Menu

munged not running on compute nodes

Lee H.
2016-05-17
2016-05-25
  • Lee H.

    Lee H. - 2016-05-17

    I installed the slurm-roll (for the first time) on a Dell cluster (5 compute nodes, each with 2 socks, 12 cores each) yesterday. I'm running rocks 6.2. The install went smoothly, after reboot and kickstart it seemed like I would be able to use everything correctly, but sinfo shows that the "CLUSTER" partition is down:

    # sinfo
    PARTITION AVAIL TIMELIMIT NODES STATE NODELIST
    DEBUG up infinite 0 n/a
    CLUSTER up infinite 5 down compute-0-[0-4]
    WHEEL up infinite 5 down compute-0-[0-4]
    WHEEL up infinite 1 idle wintermute

    I then found in /var/log/munge on the compute-0-0 node (and subsequently on the rest of the nodes) that it is not finding /var/run/munge.socket.2. As root, if I "tentakel sinfo" I get the following for each node

    ### compute-0-0(stat: 0, dur(s): 2.32):
    sinfo: error: If munged is up, restart with --num-threads=10
    sinfo: error: Munge encode failed: Unable to access "/var/run/munge/munge.socket.2": No such file or directory
    sinfo: error: authentication: Munged communication error
    slurmloadpartitions: Protocol authentication error

    On the head node, /var/run/munge has munge.socket.2:
    # ls -l /var/run/munge
    total 4
    -rw-r--r-- 1 munge munge 5 May 16 16:40 munged.pid
    srwxrwxrwx 1 munge munge 0 May 16 16:40 munge.socket.2

    For setup, I installed using the commands in the pdf that came with the latest release, and I have checked the compute nodes to see if munged is running (ps aux | grep munge), and it is not.
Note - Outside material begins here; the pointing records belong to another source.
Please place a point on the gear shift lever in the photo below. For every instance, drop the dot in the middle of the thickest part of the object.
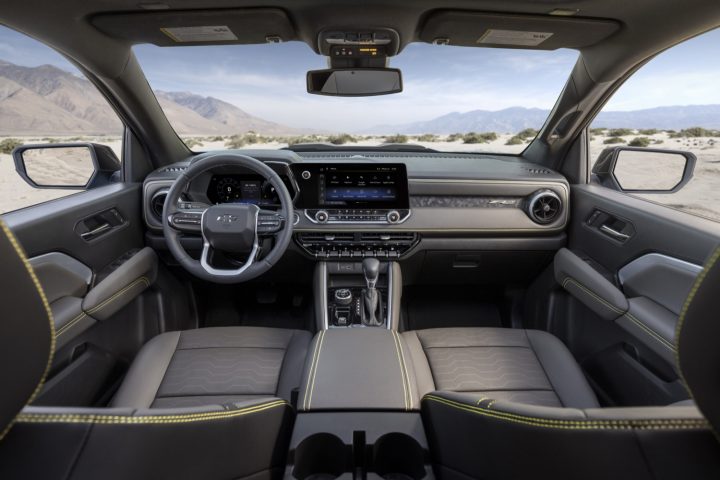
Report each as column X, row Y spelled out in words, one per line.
column 371, row 270
column 371, row 301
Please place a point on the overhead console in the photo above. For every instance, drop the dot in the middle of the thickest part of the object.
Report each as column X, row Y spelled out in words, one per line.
column 354, row 193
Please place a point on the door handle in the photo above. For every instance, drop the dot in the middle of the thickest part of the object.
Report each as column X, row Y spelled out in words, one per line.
column 611, row 232
column 95, row 231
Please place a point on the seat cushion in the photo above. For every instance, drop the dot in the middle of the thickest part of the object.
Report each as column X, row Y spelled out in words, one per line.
column 214, row 366
column 524, row 366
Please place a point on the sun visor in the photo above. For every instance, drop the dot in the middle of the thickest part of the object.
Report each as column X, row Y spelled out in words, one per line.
column 534, row 32
column 198, row 27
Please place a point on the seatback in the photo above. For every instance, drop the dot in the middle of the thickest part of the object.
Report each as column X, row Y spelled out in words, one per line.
column 483, row 438
column 242, row 440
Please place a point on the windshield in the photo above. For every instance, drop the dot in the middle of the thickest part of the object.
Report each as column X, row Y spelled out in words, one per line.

I know nothing about munge, is there some setup that I should have done to get munged running on the compute nodes?

    Thanks for your help.

    ~Lee Harding

     
    • Werner Saar

      Werner Saar - 2016-05-18

      Please check /etc/passwd and /etc/group for munge user and group on the headnode and the compute nodes.

      Regards
      Werner

       
  • Lee H.

    Lee H. - 2016-05-18

    They are both there, although, the group on the compute nodes is "munge:x:399:", and on the head node it is "munge:x:402". munge in /etc/passwd on the compute nodes is munge:x:399:399:Runs Uid 'N' Gid Emporium:/var/run/munge:/sbin/nologin
    and on the headnode it is
    munge:x:402:402:Runs Uid 'N' Gid Emporium:/var/run/munge:/bin/sh

    So it looks like there is a conflict in the group number, on the compute node /var/log/munge/munged says:
    2016-05-18 07:24:57 Notice: Running on "compute-0-3.local" (8.8.8.251)
    2016-05-18 07:24:57 Info: PRNG seeded with 1024 bytes from "/dev/urandom"
    2016-05-18 07:24:57 Error: Keyfile is insecure: "/etc/munge/munge.key" should be owned by uid=399

    On compute-0-0, if I do ls -l /etc/munge/munge.key
    -r-------- 1 402 402 1.0K May 18 07:24 /etc/munge/munge.key

    On the compute-0-0 I just did "chown 399:399 /etc/munge/munge.key", then ls -l /etc/munge/munge.key gives:
    -r-------- 1 munge munge 1.0K May 18 07:24 /etc/munge/munge.key

    and rebooted and after reboot, it goes back to 402. I've tried rocks sync user; rocks sync slurm and /boot/kickstart/cluster-kickstart, and it still goes back to 402. Should I just change the gid on the head node to 399?

     
    • Werner Saar

      Werner Saar - 2016-05-19

      Hi,

      the correct setting is: 399 for uid and gid on all nodes.
      Try to correct this.
      And to not use munge from the Epel repository.

      Best regards
      Werner

      On 05/18/2016 08:08 PM, Lee H. wrote:

      They are both there, although, the group on the compute nodes is "munge:x:399:", and on the head node it is "munge:x:402". munge in /etc/passwd on the compute nodes is munge:x:399:399:Runs Uid 'N' Gid Emporium:/var/run/munge:/sbin/nologin
      and on the headnode it is
      munge:x:402:402:Runs Uid 'N' Gid Emporium:/var/run/munge:/bin/sh

      So it looks like there is a conflict in the group number, on the compute node /var/log/munge/munged says:
      2016-05-18 07:24:57 Notice: Running on "compute-0-3.local" (8.8.8.251)
      2016-05-18 07:24:57 Info: PRNG seeded with 1024 bytes from "/dev/urandom"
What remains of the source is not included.